陈中豪杰父老乃说陈涉曰:「將军身被坚执锐,率士卒以诛暴秦,復立楚社稷,存亡继绝,功德宜为王。且夫监临天下诸將,不为王不可,愿將军立为楚王也。」陈涉问此两人,两人对曰:「夫秦为无道,破人国家,灭人社稷,绝人后世,罢百姓之力,尽百姓之财。將军瞋目张胆,出万死不顾一生之计,为天下除残也。今始至陈而王之,示天下私。愿將军毋王,急引兵而西,遣人立六国后,自为树党,为秦益敌也。敌多则力分,与眾则兵彊。如此野无交兵,县无守城,诛暴秦,据咸阳以令诸侯。诸侯亡而得立,以德服之,如此则帝业成矣。今独王陈,恐天下解也。」〔一〕陈涉不听,遂立为王。
〔一〕正义解,纪卖反。言天下诸侯见陈胜称王王陈,皆解墮不相从也。
陈余乃復说陈王曰:「大王举梁、楚而西,务在入关,未及收河北也。臣尝游赵,知其豪桀及地形,愿请奇兵北略赵地。」於是陈王以故所善陈人武臣为將军,邵骚为护军,以张耳、陈余为左右校尉,予卒三千人,北略赵地。
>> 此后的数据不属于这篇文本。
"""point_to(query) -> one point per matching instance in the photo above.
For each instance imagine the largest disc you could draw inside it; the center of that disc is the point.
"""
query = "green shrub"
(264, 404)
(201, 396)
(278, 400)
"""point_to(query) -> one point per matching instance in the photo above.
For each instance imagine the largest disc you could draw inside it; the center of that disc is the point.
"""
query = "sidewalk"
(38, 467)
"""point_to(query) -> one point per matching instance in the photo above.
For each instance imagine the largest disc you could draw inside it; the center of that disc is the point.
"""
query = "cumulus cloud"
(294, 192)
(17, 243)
武臣等从白马渡河,〔一〕至诸县,说其豪桀曰:〔二〕「秦为乱政虐刑以残贼\天下,数十年矣。北有长城之役,南有五岭之戍〔三〕,外內骚动,百姓罢敝,头会箕敛,〔四〕以供军费,财匱力尽,民不聊生。重之以苛法峻刑,使天下父子不相安。陈王奋臂为天下倡始,王楚之地,方二千里,莫不响应,家自为怒,人自为斗,各报其怨而攻其讎,县杀其令丞,郡杀其守尉。今已张大楚,王陈,使吴广、周文將卒百万西击秦。於此时而不成封侯之业者,非人豪也。诸君试相与计之!夫天下同心而苦秦久矣。因天下之力而攻无道之君,报父兄之怨而成割地有土之业,此士之一时也。」豪桀皆然其言。乃行收兵,得数万人,号武臣为武信君。下赵十城,余皆城守,莫肯下。
〔一〕索隱案:丽食其云「白马之津」,白马是津渡,其地与黎阳对岸。
〔二〕集解邓展曰:「至河北县说之。」
〔三〕集解汉书音义曰:「岭有五,因以为名,在交阯界中也。」索隱裴氏广州记云大庾、始安、临贺、桂阳、揭阳,斯五岭。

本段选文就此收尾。